Obama’s choice of Joe Biden as his running mate seems, at least in part, to be a concession to McCain. The most immediate justifications for this choice appear to be the most pertinent: Biden was chosen for his extensive foreign policy experience as the three time chair of the Senate Foreign Relations Committee, and, on a broader scale, simply for his experience. But on a deeper level, the concession is to the enduring idea of “experience” itself.
This idea has been the overriding theme of the presidential race so far. Hillary Clinton insisted that she had more of it than Obama, though how she would have changed her tack when facing McCain, had she claimed the Democratic presidential nomination, is anybody’s guess. She clearly favours Obama over McCain: assuming this is genuine (and, despite the nature of party politics there is no reason not to think so), this is a tacit acknowledgement that experience is not the be all and end all, and that intellect and ideas are important after all.

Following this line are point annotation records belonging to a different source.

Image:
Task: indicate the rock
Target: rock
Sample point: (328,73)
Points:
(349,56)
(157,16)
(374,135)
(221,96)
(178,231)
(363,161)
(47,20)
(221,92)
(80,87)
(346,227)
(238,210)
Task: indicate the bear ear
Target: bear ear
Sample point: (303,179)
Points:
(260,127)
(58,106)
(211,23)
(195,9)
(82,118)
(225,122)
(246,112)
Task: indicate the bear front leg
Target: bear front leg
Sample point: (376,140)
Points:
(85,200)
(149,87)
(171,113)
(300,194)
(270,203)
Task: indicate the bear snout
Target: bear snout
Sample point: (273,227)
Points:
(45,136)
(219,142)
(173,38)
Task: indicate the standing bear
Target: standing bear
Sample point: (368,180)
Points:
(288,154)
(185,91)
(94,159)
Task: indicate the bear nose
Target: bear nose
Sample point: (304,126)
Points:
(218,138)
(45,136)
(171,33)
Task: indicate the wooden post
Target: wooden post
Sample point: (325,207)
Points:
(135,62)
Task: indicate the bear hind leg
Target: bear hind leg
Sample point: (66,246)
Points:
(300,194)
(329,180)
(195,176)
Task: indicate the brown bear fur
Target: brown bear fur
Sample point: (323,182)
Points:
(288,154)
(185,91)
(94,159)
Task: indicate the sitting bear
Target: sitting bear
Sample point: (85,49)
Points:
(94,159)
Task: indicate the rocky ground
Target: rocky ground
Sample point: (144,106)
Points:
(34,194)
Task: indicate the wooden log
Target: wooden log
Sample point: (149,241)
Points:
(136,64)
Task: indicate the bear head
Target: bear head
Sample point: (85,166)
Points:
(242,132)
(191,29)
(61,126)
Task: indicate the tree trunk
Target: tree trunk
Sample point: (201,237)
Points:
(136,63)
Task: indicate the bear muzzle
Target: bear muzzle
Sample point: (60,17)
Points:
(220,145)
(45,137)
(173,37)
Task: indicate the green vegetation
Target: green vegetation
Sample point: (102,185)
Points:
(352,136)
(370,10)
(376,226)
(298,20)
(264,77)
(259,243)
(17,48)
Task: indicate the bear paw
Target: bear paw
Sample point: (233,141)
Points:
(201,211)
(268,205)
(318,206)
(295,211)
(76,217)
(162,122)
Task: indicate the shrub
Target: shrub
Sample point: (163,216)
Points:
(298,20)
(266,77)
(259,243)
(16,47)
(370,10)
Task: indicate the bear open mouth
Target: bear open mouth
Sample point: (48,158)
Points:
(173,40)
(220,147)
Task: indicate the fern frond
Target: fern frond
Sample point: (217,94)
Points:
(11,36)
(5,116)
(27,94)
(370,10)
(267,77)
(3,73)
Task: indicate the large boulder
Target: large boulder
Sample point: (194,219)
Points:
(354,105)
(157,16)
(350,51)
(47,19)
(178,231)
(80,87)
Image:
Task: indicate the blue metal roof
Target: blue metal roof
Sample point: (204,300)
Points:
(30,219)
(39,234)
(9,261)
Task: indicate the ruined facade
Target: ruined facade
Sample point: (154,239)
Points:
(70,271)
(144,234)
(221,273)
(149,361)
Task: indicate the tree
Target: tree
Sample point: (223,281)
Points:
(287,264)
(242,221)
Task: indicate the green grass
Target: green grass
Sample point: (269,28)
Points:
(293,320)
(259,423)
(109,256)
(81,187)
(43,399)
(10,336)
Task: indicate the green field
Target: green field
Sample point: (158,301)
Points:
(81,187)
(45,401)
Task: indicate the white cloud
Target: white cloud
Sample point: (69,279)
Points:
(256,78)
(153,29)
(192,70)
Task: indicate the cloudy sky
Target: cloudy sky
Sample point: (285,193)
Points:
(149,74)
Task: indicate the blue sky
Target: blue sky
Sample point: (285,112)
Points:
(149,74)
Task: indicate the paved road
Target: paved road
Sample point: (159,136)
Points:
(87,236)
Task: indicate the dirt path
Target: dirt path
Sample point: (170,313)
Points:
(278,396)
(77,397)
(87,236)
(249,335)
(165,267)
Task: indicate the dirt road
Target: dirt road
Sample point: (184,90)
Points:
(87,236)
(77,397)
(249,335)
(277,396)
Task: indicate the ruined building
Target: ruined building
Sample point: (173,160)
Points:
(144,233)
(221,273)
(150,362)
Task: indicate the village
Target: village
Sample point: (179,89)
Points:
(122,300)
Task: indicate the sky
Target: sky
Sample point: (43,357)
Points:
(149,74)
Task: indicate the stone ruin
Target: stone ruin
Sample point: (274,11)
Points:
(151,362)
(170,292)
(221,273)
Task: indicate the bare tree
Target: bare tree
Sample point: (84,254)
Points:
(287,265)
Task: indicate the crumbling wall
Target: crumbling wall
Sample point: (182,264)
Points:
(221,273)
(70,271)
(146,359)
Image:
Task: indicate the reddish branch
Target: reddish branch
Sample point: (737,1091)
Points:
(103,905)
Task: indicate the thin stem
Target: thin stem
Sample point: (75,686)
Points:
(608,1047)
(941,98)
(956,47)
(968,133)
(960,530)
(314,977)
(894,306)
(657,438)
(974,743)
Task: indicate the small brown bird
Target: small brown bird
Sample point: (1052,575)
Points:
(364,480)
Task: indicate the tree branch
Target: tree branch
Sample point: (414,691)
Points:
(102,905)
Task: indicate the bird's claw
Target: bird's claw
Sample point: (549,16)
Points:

McCain insists that he has more experience than Obama, but the question is, how important is experience in and of itself? Obama must have reflected on this pickle himself, and concluded that it wasn’t very much, except as a useful disarming tool; but it would be impolitic of him to express this publicly as he would draw jeers of “elitism” from the hungry media crowds. To take a hypothetical example: imagine an unintelligent person who is born into a privileged family with political connections, which he uses to embark upon a mildly successful political career. During the course of this career, he meets many politicians, engages in many debates, sees what goes on behind the scenes, becomes suitably cynical, and is able to put on a good political mask. By any standard, he would have had a lot of experience. But would this mean anything? He is unintelligent, and therefore gleans very little of substance from all these things. Of course, in this extreme example, experience would be meaningless.
McCain is not this hypothetical example. But he claims to be a man of experience, and a man of substance. It seems to me, that if one truly is a man of substance, one should not keep reminding others that one is a man of experience. It is little more than an insecurity smokescreen. A true man of substance would not have to consciously describe himself as anything, but would let his policies and his actions be the true narrator. It is also a cynical tactic that, far from showing his sincerity, tends actually to show his falsity, and his desperation. Knowing that his experience is a selling point to many Americans, it is a mere word he has to use, an advertising jingle. Therefore it is also an insult to the electorate. Can they not judge for themselves the extent, nature, and importance of his experience without constant reminders?